16-Paix, justice et institutions efficaces (Promouvoir l’avènement de sociétés pacifiques et ouvertes à tous aux fins du développement durable, assurer l’accès de tous à la justice et mettre en place, à tous les niveaux, des institutions efficaces, responsables et ouvertes à tous)

17-Partenariats pour la réalisation des objectifs

Ainsi voit on que la question du sens à donner aux actions humaine a déjà trouvé sa réponse au niveau théorique puisque ces directions fixées sont largement partagées par tous. La véritable question est en fait de faire triompher le sens sur le non sens. Toute la question est de se donner les moyens de cette « victoire du meilleur des possibles ». On voit ici que la simple bonne volonté ne suffit pas et qu’il s’agit de transformer les mots en actes. Pour cela la notion de cohérence entre le pensé, le sentir et l’agir est capitale. Le problème de l’humanité est celui d’un choix : dans quelle direction veut elle aller ? Une fois ceci définit il s’agit de s’y mettre à 100% et de lutter contre les forces qui ne vont pas dans le sens défini. La contradiction entre les actes et les discours est en effet le cœur du problème. Les institutions ne veulent pas lâcher les praxis de l’ancien monde (la guerre, la concurrence économique, la loi du plus riche, la spéculation, le productivisme, etc…) c’est-à-dire celles qui sont porteuses du non sens. Il faut être vigoureux dans la dénonciation des pratiques de l’ancien monde qui met l’humanité dans le sens du non sens. Ces pratiques sont en lien avec le développement du capitalisme financiarisé dont l’égoïsme est le moteur fondamental. L’humanité est prise au piège du système qu’elle a elle-même généré. L’homme du quotidien est obligé de se soumettre aux critères de la finance mondialisée pour survivre et ne pas sombrer dans la déchéance qui est promise à ceux qui se marginalisent de son processus.
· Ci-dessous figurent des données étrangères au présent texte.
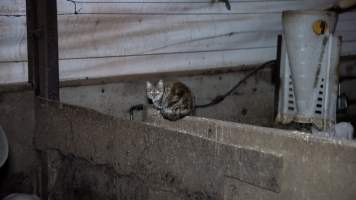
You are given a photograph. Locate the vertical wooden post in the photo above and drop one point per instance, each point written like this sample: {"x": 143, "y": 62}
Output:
{"x": 42, "y": 45}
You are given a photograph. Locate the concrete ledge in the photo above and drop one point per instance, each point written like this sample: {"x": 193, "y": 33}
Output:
{"x": 313, "y": 167}
{"x": 159, "y": 159}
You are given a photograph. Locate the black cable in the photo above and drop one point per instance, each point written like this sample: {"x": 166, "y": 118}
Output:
{"x": 220, "y": 98}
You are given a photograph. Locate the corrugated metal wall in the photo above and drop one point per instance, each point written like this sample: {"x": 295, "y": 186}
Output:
{"x": 115, "y": 37}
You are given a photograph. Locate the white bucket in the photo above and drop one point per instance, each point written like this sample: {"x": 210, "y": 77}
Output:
{"x": 309, "y": 60}
{"x": 305, "y": 50}
{"x": 4, "y": 147}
Chacun est obligé de subir des compromis et à travailler pour le non sens ne serait ce que pour survivre dans un monde de factures de plus en plus contraignant. Ce piège est vrai pour tous les individus à l’exception d’une minorité qui tient fermement les cordons de la bourse et profite du système. La figure du riche est ainsi le seul espoir de l’individu quotidien de sortir des servitudes imposées par le système. Cette admiration pour la condition du riche est certainement le moteur le plus important du non sens. Il s’agit de créer une alternative à la figure du riche pour promouvoir une véritable culture du sens. Cette alternative est vécue au quotidien par des milliers de travailleurs qui vivent les métiers du sens et qui se battent au quotidien pour préserver le sens de leur travail contre les normes gestionnaires qui veulent s’imposer dans tous les secteurs d’activité.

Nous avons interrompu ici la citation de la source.